EDEBİYAT DEVRİMİ, HALE SERT (İletişim Yayınları): Uydurma dille yeni edebiyat yapma politikasının hem acı hem komik hikayesi. Ciddi bir akademik eser.
MUHAMMED MURAT ARSLAN’DAN ‘MONŞER’LERİN ZOR GÜNLERDEKİ KAHRAMANLIKLARI
Prof. Dr. İskender Öksüz
Her sene Saliha Sultan arayıp bu yıl yayımlanan beş kitabı sorunca yılın sonuna geldiğimi anlıyorum. Bu yıl yayımlananlar arasında benim beş favorim, yayım tarihlerine göre şöyle:
ZOR ZAMANLARDA DİPLOMAT OLMAK, MUHAMMED MURAT ARSLAN (Maarif Mektepleri Yayınları): Dışişleri de askerlik gibi köklü gelenek sahibi, liyakatin zirveye çıkması gereken bir meslek. Bilir bilmez 'monşer' diye hafife aldığımız, bazen eş dost yararlansın diye kullandığımız bu vatan cephesinde, zor günlerin kahramanları, kahramanlıkları bu eserde anlatılıyor. Hoş, Türk diplomatları için zor olmayan günler pek yok gibi.
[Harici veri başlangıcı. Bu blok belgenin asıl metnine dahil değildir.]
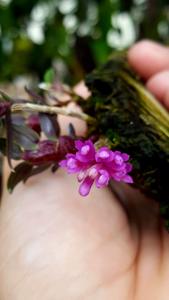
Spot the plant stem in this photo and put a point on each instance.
(30, 107)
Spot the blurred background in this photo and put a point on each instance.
(72, 36)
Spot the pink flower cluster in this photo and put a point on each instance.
(97, 166)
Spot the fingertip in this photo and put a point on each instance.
(148, 58)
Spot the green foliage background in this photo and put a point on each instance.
(73, 36)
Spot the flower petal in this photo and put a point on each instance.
(85, 187)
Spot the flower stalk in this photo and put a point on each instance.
(36, 108)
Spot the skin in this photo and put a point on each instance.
(57, 245)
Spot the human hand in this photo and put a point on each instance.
(55, 245)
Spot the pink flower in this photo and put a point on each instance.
(97, 166)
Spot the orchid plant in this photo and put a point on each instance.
(124, 141)
(73, 153)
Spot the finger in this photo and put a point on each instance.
(159, 86)
(148, 58)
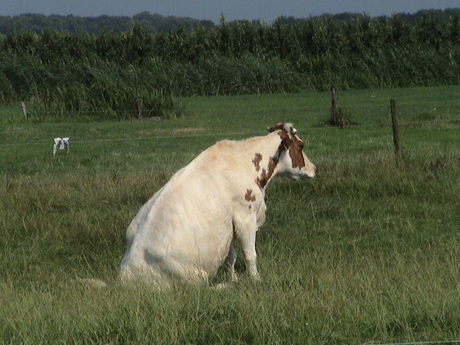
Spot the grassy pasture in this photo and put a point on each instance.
(367, 252)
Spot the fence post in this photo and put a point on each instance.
(394, 120)
(334, 100)
(24, 109)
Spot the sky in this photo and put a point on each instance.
(265, 10)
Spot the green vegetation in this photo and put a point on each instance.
(367, 252)
(110, 75)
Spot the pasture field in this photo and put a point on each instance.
(367, 252)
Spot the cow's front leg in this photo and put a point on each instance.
(245, 226)
(248, 245)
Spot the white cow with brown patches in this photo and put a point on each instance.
(185, 231)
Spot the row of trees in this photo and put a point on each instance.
(80, 73)
(39, 23)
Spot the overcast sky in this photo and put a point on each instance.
(266, 10)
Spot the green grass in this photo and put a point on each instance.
(367, 252)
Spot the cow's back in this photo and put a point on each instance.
(185, 230)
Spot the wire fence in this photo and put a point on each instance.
(363, 116)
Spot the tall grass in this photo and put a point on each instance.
(367, 252)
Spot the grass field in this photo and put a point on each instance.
(367, 252)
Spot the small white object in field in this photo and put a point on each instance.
(61, 144)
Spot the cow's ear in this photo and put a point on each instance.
(275, 128)
(285, 140)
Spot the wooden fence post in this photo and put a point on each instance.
(394, 120)
(24, 109)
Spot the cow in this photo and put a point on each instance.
(61, 143)
(184, 233)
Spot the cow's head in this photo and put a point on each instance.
(293, 163)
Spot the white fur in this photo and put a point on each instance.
(185, 231)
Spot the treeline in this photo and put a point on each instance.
(39, 23)
(139, 73)
(154, 23)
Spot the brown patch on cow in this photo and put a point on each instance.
(295, 152)
(256, 161)
(249, 196)
(266, 175)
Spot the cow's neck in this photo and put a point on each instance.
(265, 156)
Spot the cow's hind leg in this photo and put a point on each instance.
(230, 264)
(245, 230)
KÖKLERE DOĞRU, AHMET BİCAN ERCİLASUN (Ötüken Neşriyat): Kıdemli dil bilimcimiz, görüp bilinen fakat açıklanamayan Türkçe- Sümerce arasındaki ödünç kelimeler muammasına bir izah getiriyor. Türkler ve Sümerler, 9 bin yıl önce, bugünkü Aşkabad civarında komşular. Bu komşuluk Hint Avrupa kavminin hareketlenmesiyle bozuluyor. Türkler Altaylar, Güney Sibirya alanına, Sümerler Mezopotamya’ya göçüyor.
PATLAMA DAHA DA YAKIN, RAY KURZWEIL (Wiking Yayınları): Geçen asırda ilk optik karakter tanıma makinesiyle yüksek teknolojide kendini tanıtan Kurzweil, 2005’te 'Patlama Yakın- Teknoloji Biyolojiyi Geçtiğinde' başlıklı bir kitap yazmıştı. 19 yıl sonra orijinal ismi 'The Singularity Is Nearer: When We Merge With AI' olan eserinde 'daha da yakın' diyor.
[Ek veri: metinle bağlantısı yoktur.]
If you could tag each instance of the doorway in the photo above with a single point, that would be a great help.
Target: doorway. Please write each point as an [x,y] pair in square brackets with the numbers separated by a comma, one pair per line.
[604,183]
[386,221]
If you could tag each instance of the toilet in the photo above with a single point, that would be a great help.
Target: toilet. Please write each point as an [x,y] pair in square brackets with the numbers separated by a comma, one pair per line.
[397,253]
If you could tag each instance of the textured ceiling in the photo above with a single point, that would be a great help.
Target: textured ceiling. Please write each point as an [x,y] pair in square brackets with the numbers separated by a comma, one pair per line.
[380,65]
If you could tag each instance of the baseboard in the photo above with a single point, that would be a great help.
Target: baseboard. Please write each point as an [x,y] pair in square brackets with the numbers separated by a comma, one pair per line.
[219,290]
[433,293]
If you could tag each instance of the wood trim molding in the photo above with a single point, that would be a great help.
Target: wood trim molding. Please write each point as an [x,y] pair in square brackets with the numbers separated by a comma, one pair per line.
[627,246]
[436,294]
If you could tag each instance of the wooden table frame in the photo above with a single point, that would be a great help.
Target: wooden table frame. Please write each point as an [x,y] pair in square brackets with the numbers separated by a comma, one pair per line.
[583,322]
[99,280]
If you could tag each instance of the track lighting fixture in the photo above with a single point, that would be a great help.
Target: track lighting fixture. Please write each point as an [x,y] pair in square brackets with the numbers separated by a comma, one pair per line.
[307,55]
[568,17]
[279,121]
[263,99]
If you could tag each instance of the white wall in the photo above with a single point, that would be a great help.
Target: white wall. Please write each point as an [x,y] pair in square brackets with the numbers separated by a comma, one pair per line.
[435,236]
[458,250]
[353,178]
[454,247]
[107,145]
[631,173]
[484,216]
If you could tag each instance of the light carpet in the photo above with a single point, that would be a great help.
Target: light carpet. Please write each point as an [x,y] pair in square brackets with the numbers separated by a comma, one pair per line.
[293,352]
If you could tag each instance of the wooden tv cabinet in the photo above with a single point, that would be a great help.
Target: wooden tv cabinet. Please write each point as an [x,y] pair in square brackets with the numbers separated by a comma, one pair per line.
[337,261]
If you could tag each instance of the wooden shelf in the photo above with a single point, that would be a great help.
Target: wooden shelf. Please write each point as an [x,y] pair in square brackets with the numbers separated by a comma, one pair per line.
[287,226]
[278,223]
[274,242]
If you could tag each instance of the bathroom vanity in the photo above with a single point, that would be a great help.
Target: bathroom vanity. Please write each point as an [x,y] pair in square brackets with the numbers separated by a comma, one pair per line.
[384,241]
NEKSUS, YUVAL NOAH HARARİ (Kolektif Kitap): Harari artık sadece yazar değil, aynı zamanda bir şirket. 'Taş Devri'nden Yapay Zekaya Bilgi Ağlarının Kısa Tarihi' alt başlığı ile yayınlanan kitabın pazarlanması bir başarı hikâyesi. Piyasaya çıkacağı tarih önceden belirtildi, beklenti doruğa çıktı ve eser, her Harari kitabı gibi dünya çapında milyon baskıya doğru ilerledi. Aslının yayımlanmasıyla Türkçesi arasında sadece bir ay var. Medeniyet insanların düğüm noktalarını oluşturduğu iletişim ağları aracılığıyla yükseldi. Şimdi bu düğüm noktalarına içlerinde yapay zekâyı taşıyan makineler ekleniyor ve kapsam katlanarak büyüyor.
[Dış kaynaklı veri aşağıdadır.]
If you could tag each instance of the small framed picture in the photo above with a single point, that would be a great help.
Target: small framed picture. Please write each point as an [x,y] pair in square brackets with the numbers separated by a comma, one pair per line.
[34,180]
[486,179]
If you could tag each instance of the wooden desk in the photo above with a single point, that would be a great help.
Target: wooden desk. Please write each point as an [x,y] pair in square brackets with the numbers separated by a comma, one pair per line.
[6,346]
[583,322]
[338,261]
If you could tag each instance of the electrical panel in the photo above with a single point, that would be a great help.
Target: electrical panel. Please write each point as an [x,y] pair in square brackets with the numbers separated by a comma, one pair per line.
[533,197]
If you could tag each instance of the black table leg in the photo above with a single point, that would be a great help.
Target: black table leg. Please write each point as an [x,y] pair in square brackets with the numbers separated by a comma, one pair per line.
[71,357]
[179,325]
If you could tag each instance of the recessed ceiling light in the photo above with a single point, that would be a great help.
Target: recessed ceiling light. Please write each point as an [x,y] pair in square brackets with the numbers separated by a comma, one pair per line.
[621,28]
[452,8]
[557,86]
BİZİ AYRIŞTIRAN KÜLTÜR İÇGÜDÜLERİ BİR ARAYA GELMEMİZİ DE DESTEKLEYEBİLİR, MICHAEL MORRIS (Swift Press): Orijinal ismi 'Tribal: How the Cultural Instincts That Divide Us Can Help Bring Us Together' olan kitap klandan millete, aileden şirkete, bütün insan gruplarını süren kültür içgüdüleri. Üçlü sacayağı: Akranlarımızla uyum, kahramanlarımız gibi olma çabası ve cetlerimize, geçmişimize saygı. Kültür Psikoloji’sinden çarpıcı bir manifesto.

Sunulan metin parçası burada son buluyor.